Branding
August 7, 2020

Crucial Branding Lessons Every Business can Learn from Apple

Crucial Branding Lessons Every Business can Learn from Apple

Apple is a great example of a company that understands the value of branding. Lessons can be learned by examining how they position their offering as something more than a product.

Let me ask you a question. If Apple disappeared tomorrow, would you care? Now, I’m sure that for every Apple fanboy and fangirl out there, there is an equal amount of Apple haters. And there are plenty of other competitors providing very similar kinds of products. But very few of the others can match the type of brand loyalty like Apple has created.

The reality is, that if Apple went away, all those Android-based users would be just as happy to choose a Samsung, or a Google Pixel or any of the other half a dozen alternatives. And they would happily swap to another brand if a better phone came along.

Their choice would be driven by the features and benefits of a phone.

Nobody would spend the night sitting outside a store waiting for a new model of phone or tablet to come out like they do with Apple. All of this ultimately comes down to branding, and every company can learn from Apple.

Features and benefits don’t sell – branding does

Apple has understood that you can’t sell on features and benefits. They don’t just create products. They create memorable brand experiences that keep people coming back. 

When Steve Jobs came back to help Apple after a brief departure, he wasn’t focused on creating products. He focused on creating branding.

Branding is everything about your company, not just the visuals and messaging. Branding is something that is created by every single touchpoint of your company. For Apple, it’s their ‘concert-like’ sales events to launch a new product, their in-store education training to upskill their users, the ease through which you can order their products online and have it shipped the same day or the way people applaud when you leave their store with a purchase.

Some people might call these gimmicky, but in reality, those are genuine rituals and brand experiences that have been created in equal measure for, and by the loyal following of customers Apple now has.

Branding that is customer-needs focused wins

Apple creates something that is designed to improve the lives of their customers. It’s about creating a positive experience and feeling through a simplified lifestyle – a result of owning an Apple product.

More than that, Apple understand what their customers need. This is different from appeasing the wants.

In the early 2000s, when Nokia was dominating the market, they had a great research program, listening to what their customers wanted, and seeking to satisfy all of its customers.

By contrast, Apple anticipated the future needs by not just appeasing the wants of the customers, but by thinking like a customer and understanding the needs.

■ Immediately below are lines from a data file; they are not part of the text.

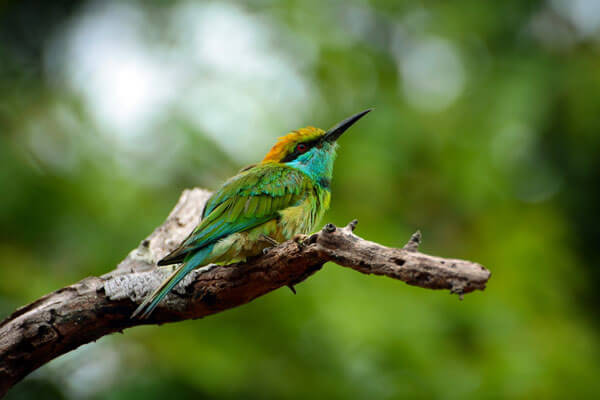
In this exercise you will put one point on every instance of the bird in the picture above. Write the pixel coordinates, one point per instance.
(280, 198)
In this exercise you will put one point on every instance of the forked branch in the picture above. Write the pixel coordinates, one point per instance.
(96, 306)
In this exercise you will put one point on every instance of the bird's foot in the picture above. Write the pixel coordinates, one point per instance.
(301, 240)
(170, 268)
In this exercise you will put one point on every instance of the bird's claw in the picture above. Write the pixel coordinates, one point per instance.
(300, 240)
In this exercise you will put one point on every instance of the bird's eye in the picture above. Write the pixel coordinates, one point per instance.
(301, 148)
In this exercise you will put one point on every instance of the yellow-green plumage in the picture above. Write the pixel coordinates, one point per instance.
(284, 195)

The iPhone addressed the needs of core future customers and fundamentally disrupted the mobile phone market—leading to the decline of Nokia. 

Picking a niche to target helps to build a loyal following

Customer-centricity becomes a lot easier when you stop trying to appease everyone and pick a core of customers to target and provide value to initially.

I think part of what made the Mac be able to find their niche early was because the people working on the machines were musicians, poets, artists, and other creatives, who just happened to be the computer scientists.

Apple knows exactly who the users are. They speak their language. Its simplistic advertising speaks in a language that customers understand.

When it created the Mac, Apple understood the frustrations of a confused PC user looking for a simpler solution. It created a machine that was actively positioned as a tool for creatives. Where the Mac would help elevate the work of a creative person by being an extension to their creative process rather than a hindrance.

Branding is a long-term game focused on growth, not quick wins

In his book Good To Great, Jim Collins set out to investigate why some companies skyrocketed, relative to similar companies in their category. And how they stayed there, while others slumped back to mediocrity.

And while Jim found there were several distinguishing factors that set the thriving companies apart, two factors were absolutely key. The first was almost always a specific type of leader that drove the company forward. And second – the kind of culture and mindset the leader had planted in the organisation.

These leaders were focused on long-term growth, rather than short-term gains or their own egos in the public eye. And Steve Jobs understood better than most, that a successful brand takes time to grow.

His vision of ‘you don’t need to be first to succeed, you need to be better’ meant that the entire company culture is entirely focused on continually improving their offering. They use every new product and customer interaction as an opportunity to learn, using facts to improve their products. And that’s also how they are able to anticipate their customers’ needs, as we’ve learned above.

Commanding brand loyalty comes from knowing your why

As Simon Sinek shared with us ten years ago, great brands command loyalty by understanding their reason for being. That overarching purpose is what drives successful companies forward, aligns the entire team to deliver and sustains a company’s growth for years into the future.

While every business knows what they do and the services and products they provide. And most know the approach in how they create and deliver these products and services. It’s typical for a marketing message to talk about the what and the how, which rarely drives any purchasing decisions anymore.

Apple is one of the clearest examples of living and breathing through their why. “In everything we do, we believe in challenging the status quo. We believe in thinking differently,” they say. They just happen to make great computers. Their loyal fans follow not because of the latest technology, but because they believe what Apple believes. 

And belonging to a mutual cause has been a powerful driver to build communities for centuries before brands ever existed.